Indexed Forward Breeding¶
You can run this analysis as a Batch Analysis across multiple data sets (or views) at once.
This analysis calculates breeding value and weighted breeding value (indexed) along with named QTL/gene genotypes from the provided genotypic data.
In addition to genotype data, you must provide additional input parameters formatted as a GOBii QTL Format input file. A map file is optional for this analysis.
Once genotypic and QTL data has been loaded, launch the analysis by selecting
Analysis->Indexed Forward Breeding from the menu bar.
Outside of the usual data set and chromosome selection settings, there is only a single option for this analysis - Include stats on markers not under a QTL - which if selected, will display results for all markers being processed, not just those under QTLs. Selecting this option is not recommended if you have a lot of markers outwith QTL regions, as each marker will generate an extra column in the results table.
Once an anlysis has run, you will be presented with a table of output results, linked to a new visualization view that will default to the Favourable Alleles colour scheme that is used in the standar Forward Breeding analysis.
The table’s columns are dynamic, and will change based on your input data:
- Line - the name of the line this row’s results relate to
- QTL / Gene marker - one column is provided for each marker group listed in the QTL input file marker_group_name column. Genotypes (eg A/A, A/T, G/G, G/C, +/-) are translated to QTL / gene allele genotypes (eg Lr31+/Lr31-, allele1/allele2) as defined by the fav_allele_trait_name and unfav_allele_trait_name columns
If fav_allele_trait_name and unfav_allele_trait_name are undefined, Flapjack will use the genotype allele calls.
When multiple markers are present in each marker group, Flapjack will build a consensus to determine a QTL’s genotype. When no consensus is possible (for example two homozygous markers for the favorable allele and two homozygous markers for the unfavorable allele), the tie breaker would be the first marker for the marker group listed in the QTL file.
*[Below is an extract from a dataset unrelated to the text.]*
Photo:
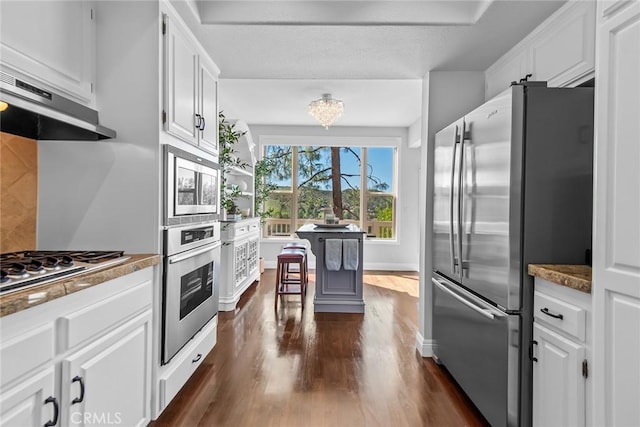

- Molecular breeding value - the molecular breeding value (MBV) is calculated using the following formula:
MBV = |S1|*D1 + |S2|*D2 + |S3|*D3 + ..................+ |Sl|*Dl
l= number of QTL / Genes in the model
Sis favorable substitution effect at loci
|Sl|is absolute value for substitution effect at
Dis favorable allele status at loci
Dis equal dosage [fav/fav = 2, fav/unfav=1, unfav/unfav= 0] of favorable allele in additive model
Dis equal to fav/fav = 2, fav/unfav=2, unfav/unfav=0 under dominance model
Dis equal to fav/fav = 2, fav/unfav=0, unfav/unfav=0 under recessive model
The number of QTL/Genes that goes into a breeding value calculation is defined by the breeding_value column in the QTL file.
Any negative substitution effect is converted to absolute value before breeding value calculations are performed.
- Weighted molecular breeding value - the weighted molecular breeding value (wMBV) is calculated using the following formula:
wMBV = W1*|S1|*D1 + W2*|S2|*D2 + W3*|S3|*D3 + ..................+ Wl*|Sl|*Dl
where the additional term
Wl = weights at QTL
If you would like no weights then the value of relative_weight in the QTL file can be defined as 1.
The weight can be both positive or negative.
For each situation, you should think about weights and their impact on the selection decisions.
- Molecular Breeding Value (Non-missing) - this calculation is the same as Molecular Breeding Value but only using non-missing data and weighted against the number of QTL/Genes used in that calculation.
- Weighted molecular breeding value (Non-missing) - this calculation is the same as Weighted Molecular Breeding Value but only using non-missing data and weighted against the number of QTL/Genes used in that calculation.
- #QTLs used for MBV - the number of QTL/Genes used in calculating the Molecular Breeding Value (Non-missing) and Weighted Molecular Breeding Value (Non-missing) columns.
Molecular Breeding Value / Weighted Molecular Breeding Value will produce NaN (not a number) values if QTL genotype in any of the loci included in the model is NA. When there are many QTLs used in breeding value calculations this becomes more likely, thus resulting in the total breeding value also being NaN. As a solution, Flapjack provides the Molecular Breeding Value (Non-missing) / Weighted Molecular Breeding Value (Non-missing) columns, calculated by omitting missing values and weighting the total score to make it comparable. We suggest using these two columns with caution.
Batch analysis results summary¶
When viewing the
Results Summary table for a Batch Analysis, in additional to the usual columns summarising selected columns of the
Analysis Results table (at a data set level), there will also be an extra
FIFA column listed for each QTL. These represent the frequency of individuals with at least one favourable allele.